Aslında ben bu soruya Öz Gıda-İş Dergisinin Ekim-Kasım-Aralık 2018 tarihli, sekizinci sayısında kaleme aldığım makalede cevap vermiştim. Döviz kuru artışı neticesinde ortaya çıkan duruma reçete olarak “Krizi daha fazla yatırım ve istihdamla aşacağız” demiştim. 

Burada hükümetin verdiği teşviklerin seviyesini artırmasını ve özellikle tarım ve hayvancılıkta kooperatifçiliğin desteklenmesini gerektiğini düşünüyorum. Az önce bahsettiğim gibi, gıda sektörü girdi maliyetlerinin son derece önemli olduğu bir sektör. Nakliye gibi enerji maliyetlerinin büyük rol oynadığı aşamaları bile kendi bünyesinde çözüme kavuşturabilen kooperatiflerin sayısı arttıkça bu türden bir sıkıntıyı gelecekte yaşama ihtimalimiz düşecektir. Bu yönde adımlar atmamız lazım. Bu şekilde gelecekte yaşamamız muhtemel olumsuzlukların da önüne geçmiş oluruz. 

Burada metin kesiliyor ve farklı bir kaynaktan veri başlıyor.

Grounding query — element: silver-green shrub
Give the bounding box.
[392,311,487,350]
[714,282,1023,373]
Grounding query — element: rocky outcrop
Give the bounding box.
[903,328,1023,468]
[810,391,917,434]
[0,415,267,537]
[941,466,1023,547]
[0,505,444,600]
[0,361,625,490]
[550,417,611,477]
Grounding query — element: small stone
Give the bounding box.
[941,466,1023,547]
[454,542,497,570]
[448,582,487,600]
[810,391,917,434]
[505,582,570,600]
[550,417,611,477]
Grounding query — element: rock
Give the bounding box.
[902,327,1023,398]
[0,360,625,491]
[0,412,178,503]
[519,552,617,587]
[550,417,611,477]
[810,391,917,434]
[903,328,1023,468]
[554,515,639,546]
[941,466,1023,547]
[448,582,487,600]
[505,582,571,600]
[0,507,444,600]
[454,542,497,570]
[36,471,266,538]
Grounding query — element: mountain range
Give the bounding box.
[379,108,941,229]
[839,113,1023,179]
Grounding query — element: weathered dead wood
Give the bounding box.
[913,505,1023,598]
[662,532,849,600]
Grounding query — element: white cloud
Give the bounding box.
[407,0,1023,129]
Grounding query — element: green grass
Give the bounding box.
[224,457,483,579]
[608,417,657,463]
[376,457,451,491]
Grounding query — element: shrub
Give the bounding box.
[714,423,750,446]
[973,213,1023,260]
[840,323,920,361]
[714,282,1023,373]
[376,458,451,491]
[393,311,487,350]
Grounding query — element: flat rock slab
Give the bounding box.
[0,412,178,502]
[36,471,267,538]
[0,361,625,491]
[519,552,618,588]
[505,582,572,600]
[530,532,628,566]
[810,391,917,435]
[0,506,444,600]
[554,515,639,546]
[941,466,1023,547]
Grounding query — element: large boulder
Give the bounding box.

Fahiş fiyatlamanın önüne geçmenin asıl reçetesi üreticinin bu işten para kazanmasını sağlamaktır. Üreticinin para kazanamadığı hiçbir sistem başarılı olamaz. Biz Öz Gıda-İş Sendikası olarak, üreticinin hakkaniyetli bir oranda kâr elde ettiği, bunun neticesinde işçilerin de emeklerinin karşılığını aldığı adil bir sistem olması gerektiğinin düşünüyoruz. Neticede tüm sistemlerin adil olabilmesi için temeline “insan ve insan refahı” kavramlarını koyması gerektiğinden hareketle, bu yönde çalışmalar yürütüyoruz.